Suctioning for too long


From blood to vomitus, food particles, foreign objects, hazardous materials and much more, the number of things that can block an airway is nearly endless. During suctioning, the intent is to clear the airway of obstructions, but there can be, so to speak, too much of a good thing.


Timing is important when suctioning. Performing the procedure for too long is not only uncomfortable, but it leaves the airway at risk for trauma and potentially serious side effects. For example, bradycardia is a sudden slowing of a person’s heart rate (below 60 beats per minute). It, along with related symptoms like fainting or lightheadedness, can be triggered if the suctioning equipment stimulates the vagus nerve. Patients with other conditions, such as cardiovascular issues, can have more serious reactions to bradycardia. Hypoxia, the absence of oxygen in bodily tissues, can also be risked with improper suctioning, particularly if the equipment is blocking the airway or the suctioning continues for too long.


Therefore, EMTs must be aware that they are suctioning at the appropriate cadence. Never suction longer than 15 seconds — and normally, suctioning should be performed at just a few seconds per attempt.


Improper positioning


Poor positioning prior to or during suctioning is another way to cause trauma, or it can lead to ineffectual suctioning that can cause bigger problems for a patient.


Patients in distress will attempt to assume a position of comfort, when possible, usually sitting up straight to maximize airflow and lung expansion. They may also use accessory muscles, appear agitated or frightened and, in extreme cases, be cyanotic (show blue or purple discoloration due to deficient oxygenation of the blood).


Before suctioning, EMTs can allow patients to assume the position of comfort, as long as there is no suspected trauma. For trauma patients, consider elevating or turning the backboard to assist respiratory efforts and protect the airway. And if the patient is unresponsive, position the airway using:


  • Head tilt-chin lift: Most common means of opening the airway in trauma patients.
  • Tongue-jaw lift: Effective means of opening the airway and checking for foreign body obstruction; not used during artificial ventilation.
    Jaw thrust: Used to open the airway in suspected trauma.




The goal of suctioning is to clear the airway, but sometimes it can introduce other dangers, such as harmful bacteria or viruses. This is most likely to occur if first responders or hospital personnel reuse equipment, fail to properly sterilize reusable equipment or do not wear protective gear.

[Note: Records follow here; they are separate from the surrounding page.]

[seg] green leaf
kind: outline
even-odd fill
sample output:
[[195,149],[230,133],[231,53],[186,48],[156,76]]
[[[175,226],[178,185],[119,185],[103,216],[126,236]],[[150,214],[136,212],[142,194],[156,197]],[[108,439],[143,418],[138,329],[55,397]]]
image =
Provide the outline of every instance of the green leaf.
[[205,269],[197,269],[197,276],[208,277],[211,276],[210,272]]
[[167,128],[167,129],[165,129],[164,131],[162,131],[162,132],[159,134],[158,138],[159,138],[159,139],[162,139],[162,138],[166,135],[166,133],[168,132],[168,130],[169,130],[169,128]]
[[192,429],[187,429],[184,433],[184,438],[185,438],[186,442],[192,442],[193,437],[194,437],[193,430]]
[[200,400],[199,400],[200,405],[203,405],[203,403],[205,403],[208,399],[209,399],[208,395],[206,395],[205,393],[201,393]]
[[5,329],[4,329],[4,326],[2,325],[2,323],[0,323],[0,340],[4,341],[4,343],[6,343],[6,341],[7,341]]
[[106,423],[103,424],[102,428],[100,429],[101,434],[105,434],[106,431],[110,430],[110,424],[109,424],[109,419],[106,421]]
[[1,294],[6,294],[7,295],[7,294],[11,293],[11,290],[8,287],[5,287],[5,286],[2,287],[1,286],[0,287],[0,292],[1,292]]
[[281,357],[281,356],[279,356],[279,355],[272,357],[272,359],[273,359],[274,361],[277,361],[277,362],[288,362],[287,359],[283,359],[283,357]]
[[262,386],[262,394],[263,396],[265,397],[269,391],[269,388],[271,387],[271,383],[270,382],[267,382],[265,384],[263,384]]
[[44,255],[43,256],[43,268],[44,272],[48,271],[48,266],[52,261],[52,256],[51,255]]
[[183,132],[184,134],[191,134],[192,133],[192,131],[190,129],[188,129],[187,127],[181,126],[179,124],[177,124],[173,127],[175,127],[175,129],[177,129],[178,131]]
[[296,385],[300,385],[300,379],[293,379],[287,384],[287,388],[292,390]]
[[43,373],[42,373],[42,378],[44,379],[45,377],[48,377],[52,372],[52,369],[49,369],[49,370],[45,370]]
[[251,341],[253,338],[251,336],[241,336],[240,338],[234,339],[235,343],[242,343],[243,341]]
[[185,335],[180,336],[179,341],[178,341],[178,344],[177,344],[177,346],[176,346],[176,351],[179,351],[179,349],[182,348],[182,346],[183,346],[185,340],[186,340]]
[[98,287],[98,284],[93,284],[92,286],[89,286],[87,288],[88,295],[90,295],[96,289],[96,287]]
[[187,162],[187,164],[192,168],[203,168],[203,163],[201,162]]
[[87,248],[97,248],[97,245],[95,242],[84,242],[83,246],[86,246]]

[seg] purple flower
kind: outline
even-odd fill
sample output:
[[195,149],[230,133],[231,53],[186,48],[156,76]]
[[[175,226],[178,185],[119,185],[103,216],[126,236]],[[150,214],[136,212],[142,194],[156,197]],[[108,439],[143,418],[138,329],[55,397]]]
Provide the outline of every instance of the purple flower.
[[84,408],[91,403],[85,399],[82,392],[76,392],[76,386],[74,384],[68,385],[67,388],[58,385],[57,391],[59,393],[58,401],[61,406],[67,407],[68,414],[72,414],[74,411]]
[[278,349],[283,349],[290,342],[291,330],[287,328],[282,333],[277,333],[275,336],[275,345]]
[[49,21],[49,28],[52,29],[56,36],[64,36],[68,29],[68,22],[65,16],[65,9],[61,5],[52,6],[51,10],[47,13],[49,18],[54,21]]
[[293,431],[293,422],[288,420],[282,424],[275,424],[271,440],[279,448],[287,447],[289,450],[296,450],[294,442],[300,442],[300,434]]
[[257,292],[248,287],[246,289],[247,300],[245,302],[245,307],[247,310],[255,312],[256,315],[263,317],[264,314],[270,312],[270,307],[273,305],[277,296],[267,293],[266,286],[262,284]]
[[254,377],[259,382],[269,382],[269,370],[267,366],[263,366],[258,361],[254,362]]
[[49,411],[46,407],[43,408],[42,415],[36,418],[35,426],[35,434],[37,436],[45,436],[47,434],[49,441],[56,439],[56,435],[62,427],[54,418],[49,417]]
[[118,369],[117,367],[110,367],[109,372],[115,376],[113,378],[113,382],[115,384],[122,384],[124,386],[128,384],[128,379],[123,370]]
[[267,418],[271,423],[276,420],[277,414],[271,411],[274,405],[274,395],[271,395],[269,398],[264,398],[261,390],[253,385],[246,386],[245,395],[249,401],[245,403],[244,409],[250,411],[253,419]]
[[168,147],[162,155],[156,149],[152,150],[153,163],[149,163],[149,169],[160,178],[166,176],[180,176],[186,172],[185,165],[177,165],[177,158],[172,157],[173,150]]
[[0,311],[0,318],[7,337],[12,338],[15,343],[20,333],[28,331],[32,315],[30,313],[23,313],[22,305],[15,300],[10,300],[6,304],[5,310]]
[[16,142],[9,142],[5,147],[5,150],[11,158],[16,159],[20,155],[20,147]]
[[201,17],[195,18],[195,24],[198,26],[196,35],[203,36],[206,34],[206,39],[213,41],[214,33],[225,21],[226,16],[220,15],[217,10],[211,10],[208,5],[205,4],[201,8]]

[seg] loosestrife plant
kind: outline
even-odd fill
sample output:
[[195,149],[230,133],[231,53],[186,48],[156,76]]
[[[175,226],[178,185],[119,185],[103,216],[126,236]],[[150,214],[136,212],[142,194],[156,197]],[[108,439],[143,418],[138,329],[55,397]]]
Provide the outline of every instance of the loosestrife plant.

Additionally, airway trauma increases the risk of infection because open wounds are susceptible to dangerous microbes, especially when a patient already has an infection or aspirated.


Follow these steps following each shift to properly disinfect a suction unit and related equipment:


  • Disconnect the unit from its power source.
  • Disconnect the battery from the PC board when cleaning the interior chassis.
  • Discard all disposable parts, including the canister, tubing and catheters.
  • Dispose biohazardous materials appropriately.
  • Use a mild detergent or a mixture of bleach and water (1 part bleach/10 parts water) and rinse thoroughly.
  • Follow the instruction manual when disinfecting the mechanics of the unit.
  • Never submerge the suction unit.
  • Use disinfectant wipes to clean all outer surfaces, including control knobs, screens and handles.


Additionally, keep equipment in a clean and safe environment when not in use. For example, stay away from wet or high moisture areas, keep the unit free of dust and debris, and secure it within the rig to prevent damage (if using it as part of an ambulance).


Stay safe


Sometimes, a mistake cannot be avoided, and an accident is just that. For health care providers, however, those platitudes won’t suffice following a poor patient outcome. That’s why all those who work in emergency medicine, including those who regularly perform airway suctioning and maintenance, must take care to follow proper procedures, stay current on advances in their field and keep a calm, focused demeanor during crises. Medical errors will never be totally eliminated, but we can all do our part to reduce them.